A phishing campaign in October may have given criminals the information they needed to seize control of payment processor CheckFree's Internet domain this week.
On the morning of 2 December, attackers logged into CheckFree's domain name registration account at Network Solutions and redirected Internet traffic away from CheckFree's systems to a rogue server located in the Ukraine. During an incident that lasted just under five hours, CheckFree customers trying to connect with the company's website were attacked with code that exploited a bug in Adobe's Reader software.

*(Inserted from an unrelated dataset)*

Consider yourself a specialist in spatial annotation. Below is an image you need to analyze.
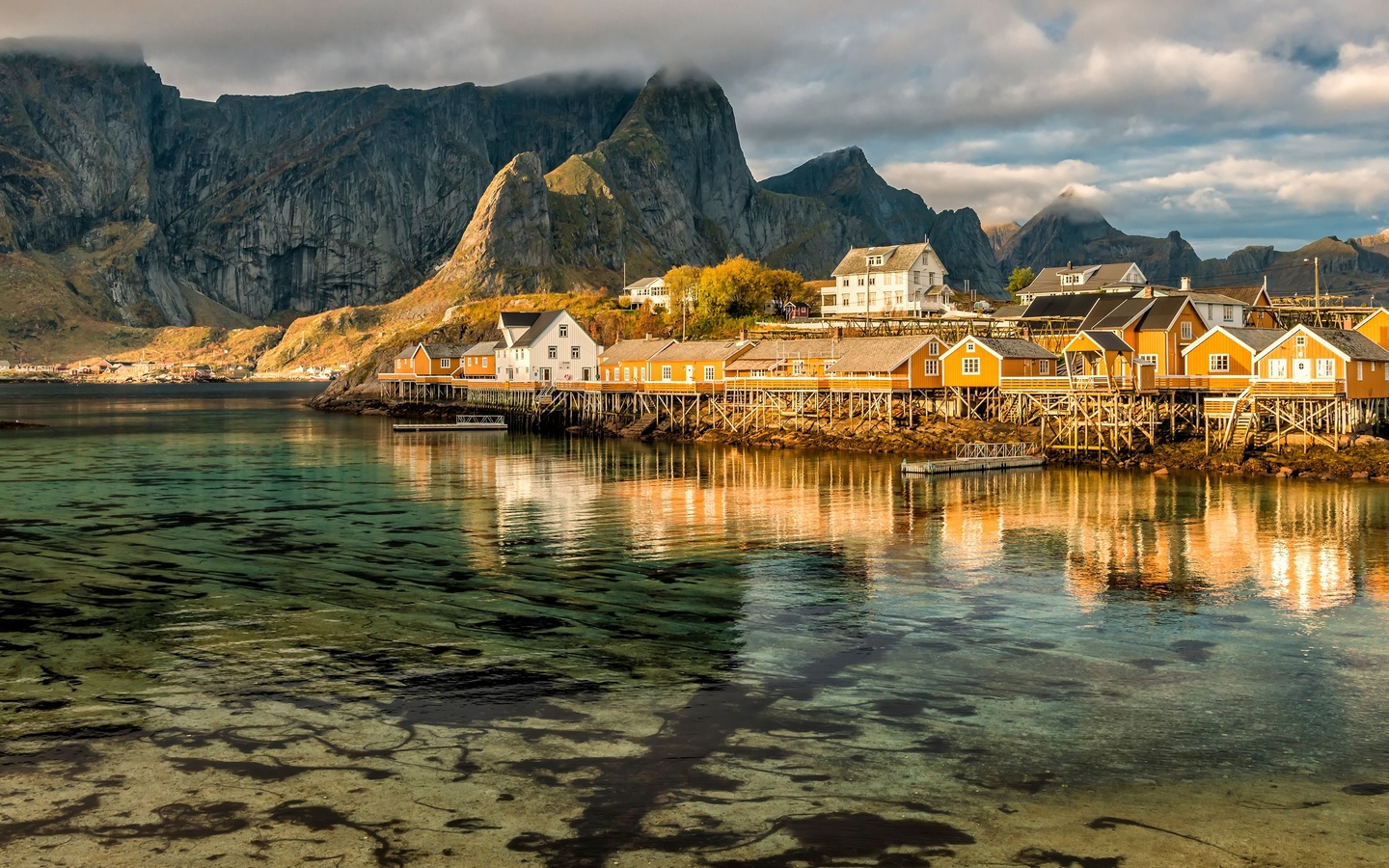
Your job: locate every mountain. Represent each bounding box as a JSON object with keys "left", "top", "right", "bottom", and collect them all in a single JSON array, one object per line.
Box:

But security experts have indicated that the groundwork for this attack may have been laid in late October, when Network Solutions customers were targeted in a phishing attack.
In that attack, Network Solutions customers were sent an email crafted to look like it came from the domain name registrar, asking them to enter their account information on a website controlled by the criminals. When these attacks are directed at a small but carefully targeted group of victims, they're called "spear phishing" in the security industry.
Network Solutions was one of at least two domain name registrars that were targeted with this attack, said Susan Wade, a Network Solutions spokeswoman. Nobody knows how the CheckFree hackers accessed the domain name account, but they entered the correct password on their first attempt, she said.
Anti-Phishing Working Group Chairman Dave Jevans believes that the October phishing attack may have been to blame.
"It's perfect spear-phishing," he said, noting that attackers can reach an entire community of users, as they did with the CheckFree attack, by hijacking just one domain name.
Domain-name phishing attacks can be very effective because if just one victim hands over login credentials to a popular domain, thousands of surfers can be attacked. To make matters worse, people who own domain names are accustomed to receiving regular email from registrars such as Network Solutions asking them to enter account information. That's because the group that governs Internet domain names, ICANN, requires that this information be reviewed annually.
There were several variations on the Network Solutions scam. In one, customers were told that their domain names had expired and that they were eligible to receive money generated from the sale of the domain to someone else.
This was not the first time Network Solutions has been targeted by phishers, Wade said. The company has taken security measures since the attack, but she did not want to describe them for fear of helping other criminals.
"We were able to work pretty quickly to shut down the [phishing] sites and notify customers," she said.